Alors, ça y est, c’est l’impasse, la culbute au bout du fossé, l’échéance prévue depuis longtemps et qu’on ne sait quelle puérilité lui montrait reculant de jour en jour vers un lendemain perpétuel : lendemain d’un tas d’autres lendemains amoncelés les uns sur les autres comme des pierres au bord de la route. Maintenant, la question est de savoir comment elle sortira de là, et pas plus que moi elle ne s’en doute. Par l’encombrement des boulevards, elle va où son pied la porte : droit devant elle. Le tympan tout vibrant encore de la redoutable menace tonnée à son oreille comme un coup de canon, elle fuit la maison qui fut celle du bonheur et dont ses yeux d’hallucinée évoquent maintenant la détresse : le buffet vide, la table nue, le triste vis-à-vis de deux chaises devant le vis-à-vis de deux assiettes au creux desquelles il n’y aura rien… Elle, encore, à la rigueur, elle en prendrait son parti, et, résignée, téterait son pouce en attendant des jours meilleurs ; mais Lui, mon Dieu ! avec sa trentaine bien portante, ses dents de lévrier, splendides, au service d’un bon appétit qui ne se paye pas de vaines promesses !…

L’issue ?

Que faire ?

À quelle porte frapper ?

Femme, elle ne sait pas mettre au point. La peur des cris, des scènes, des reproches, s’accroît d’exagérations nées de sa cervelle d’oiselet, et peu à peu elle sent se développer en elle l’idée d’une solution demandée — pauvre enfant ! — à l’atrocité du Pire, quand tout à coup, derrière son dos, une voix s’élève, qui marmonne :

— Jolie blonde… Manger un gâteau…? Boire un verre de malaga ?…

Il faut dîner !

— … Madame… Madame…

. . . . . . . . . . . . . . . . . .

Une heure plus tard elle se retrouve seule, avec deux louis dans sa poche, et elle songe, sans savoir au juste si elle en doit pleurer ou rire :

— Après tout, il ne m’a pas fait de mal.

Évidemment.

Désormais, tout va bien. Plus de scènes, donc plus d’inquiétudes. Elle sait, quand l’argent est sorti, le moyen de le faire rentrer par une porte entre-bâillée, et, déchues du rôle de solistes auquel elle les avait imprudemment élevées, les pommes de terre ne font plus à présent que leur partie dans le concert. Puis, si importante soit-elle, il n’y a pas que la question de la table ; il y a aussi celle du vêtement.
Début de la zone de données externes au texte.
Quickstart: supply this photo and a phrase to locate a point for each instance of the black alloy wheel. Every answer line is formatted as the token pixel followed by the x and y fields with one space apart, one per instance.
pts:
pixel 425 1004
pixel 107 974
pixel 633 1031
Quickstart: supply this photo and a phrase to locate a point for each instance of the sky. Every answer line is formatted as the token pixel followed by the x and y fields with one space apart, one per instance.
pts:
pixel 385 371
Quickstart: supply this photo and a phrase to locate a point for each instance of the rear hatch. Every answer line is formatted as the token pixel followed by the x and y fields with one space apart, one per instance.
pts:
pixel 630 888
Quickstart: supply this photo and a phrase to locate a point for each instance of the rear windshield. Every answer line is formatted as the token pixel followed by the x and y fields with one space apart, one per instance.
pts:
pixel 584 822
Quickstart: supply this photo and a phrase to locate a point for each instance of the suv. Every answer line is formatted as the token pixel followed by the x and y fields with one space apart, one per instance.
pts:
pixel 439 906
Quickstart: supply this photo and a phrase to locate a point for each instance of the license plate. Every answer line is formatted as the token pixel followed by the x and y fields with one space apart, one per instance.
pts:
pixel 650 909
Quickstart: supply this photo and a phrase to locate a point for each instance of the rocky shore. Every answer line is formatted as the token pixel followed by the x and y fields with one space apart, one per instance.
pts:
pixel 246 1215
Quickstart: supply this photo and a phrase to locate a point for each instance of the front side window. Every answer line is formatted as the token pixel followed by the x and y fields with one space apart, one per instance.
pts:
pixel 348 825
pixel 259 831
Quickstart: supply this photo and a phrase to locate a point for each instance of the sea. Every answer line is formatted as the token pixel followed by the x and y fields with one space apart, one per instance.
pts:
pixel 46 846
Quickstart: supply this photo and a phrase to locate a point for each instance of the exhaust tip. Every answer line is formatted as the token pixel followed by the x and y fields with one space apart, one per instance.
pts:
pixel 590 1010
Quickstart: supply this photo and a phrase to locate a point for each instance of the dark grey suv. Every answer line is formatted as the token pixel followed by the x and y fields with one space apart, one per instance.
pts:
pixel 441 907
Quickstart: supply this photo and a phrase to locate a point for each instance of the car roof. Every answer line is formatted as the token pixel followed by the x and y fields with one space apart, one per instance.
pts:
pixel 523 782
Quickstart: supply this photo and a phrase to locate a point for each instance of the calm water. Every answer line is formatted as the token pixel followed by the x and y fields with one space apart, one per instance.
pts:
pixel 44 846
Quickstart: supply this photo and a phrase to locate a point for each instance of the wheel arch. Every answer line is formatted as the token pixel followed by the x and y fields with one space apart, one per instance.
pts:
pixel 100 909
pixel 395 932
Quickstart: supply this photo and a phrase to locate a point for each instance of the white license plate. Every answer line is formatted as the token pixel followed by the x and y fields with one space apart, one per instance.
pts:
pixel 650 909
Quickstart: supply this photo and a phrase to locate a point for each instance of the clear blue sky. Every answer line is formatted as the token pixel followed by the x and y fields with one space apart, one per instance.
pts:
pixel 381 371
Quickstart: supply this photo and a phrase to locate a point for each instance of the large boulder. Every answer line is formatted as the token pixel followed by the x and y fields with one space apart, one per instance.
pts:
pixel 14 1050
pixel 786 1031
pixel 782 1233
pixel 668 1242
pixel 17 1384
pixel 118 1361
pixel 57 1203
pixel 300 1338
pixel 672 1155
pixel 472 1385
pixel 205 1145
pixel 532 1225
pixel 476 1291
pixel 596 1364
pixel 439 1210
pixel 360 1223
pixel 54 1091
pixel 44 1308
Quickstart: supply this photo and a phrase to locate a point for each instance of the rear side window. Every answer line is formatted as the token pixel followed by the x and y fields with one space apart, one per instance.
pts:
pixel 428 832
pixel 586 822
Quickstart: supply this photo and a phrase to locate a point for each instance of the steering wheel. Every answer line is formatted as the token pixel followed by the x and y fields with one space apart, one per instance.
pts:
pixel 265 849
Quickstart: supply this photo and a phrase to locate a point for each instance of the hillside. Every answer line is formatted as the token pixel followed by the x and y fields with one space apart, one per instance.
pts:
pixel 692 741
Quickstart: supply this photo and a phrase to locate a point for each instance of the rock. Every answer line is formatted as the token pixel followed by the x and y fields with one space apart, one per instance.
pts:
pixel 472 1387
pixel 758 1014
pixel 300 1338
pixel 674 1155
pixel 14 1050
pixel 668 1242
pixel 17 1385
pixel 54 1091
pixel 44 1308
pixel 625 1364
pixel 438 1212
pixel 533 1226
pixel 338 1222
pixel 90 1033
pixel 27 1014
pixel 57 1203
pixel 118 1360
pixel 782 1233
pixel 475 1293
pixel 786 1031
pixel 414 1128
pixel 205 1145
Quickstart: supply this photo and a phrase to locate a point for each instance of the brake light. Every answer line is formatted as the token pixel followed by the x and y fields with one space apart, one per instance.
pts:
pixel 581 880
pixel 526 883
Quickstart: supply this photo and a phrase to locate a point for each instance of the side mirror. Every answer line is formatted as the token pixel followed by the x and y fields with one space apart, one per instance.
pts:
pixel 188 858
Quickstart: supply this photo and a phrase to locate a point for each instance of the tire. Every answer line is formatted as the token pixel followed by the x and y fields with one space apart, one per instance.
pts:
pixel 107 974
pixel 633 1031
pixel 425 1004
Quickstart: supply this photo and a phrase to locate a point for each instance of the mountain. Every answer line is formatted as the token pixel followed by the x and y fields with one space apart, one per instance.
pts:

Une jeune femme ne peut pas traîner toute sa vie avec des souliers qui font couic, des gants qui éclatent de rire, et des chapeaux qui font tiquer les personnes de connaissance. On a son petit amour-propre. Soyons justes.

— … Madame… Madame…

Il est nécessaire que la femme sente le maître dans le mari, déclare Paul, qui a de la philosophie. Si elle ne passe pas par ses mains, c’est lui qui passe par les siennes : tu vois où ça peut le conduire. Les premiers temps de mon mariage, je laissais à la mienne la bride sur le cou ; ça a failli faire du vilain. Pas d’ordre ! Aucun sens de l’épargne ! Les pièces de cent sous fichant le camp, comme des poules devant une auto !… J’ai dû crier : « Halte-là ! », lui serrer la vis d’importance, et aujourd’hui tout marche à souhait. Viens dîner à la maison, tu verras qu’on n’y mange pas mal. Notre bonne est un vrai cordon bleu. Soixante francs par mois !… Hein, ce n’est pas cher ? C’est ma femme qui l’a dégotée. Viens dîner chez nous, Hippolyte ; nous avons un potage, un petit poulet de grain, des asperges et de la salade. Je te présenterai à Virginie : elle a un air franc et ouvert qui te mettra tout de suite à ton aise.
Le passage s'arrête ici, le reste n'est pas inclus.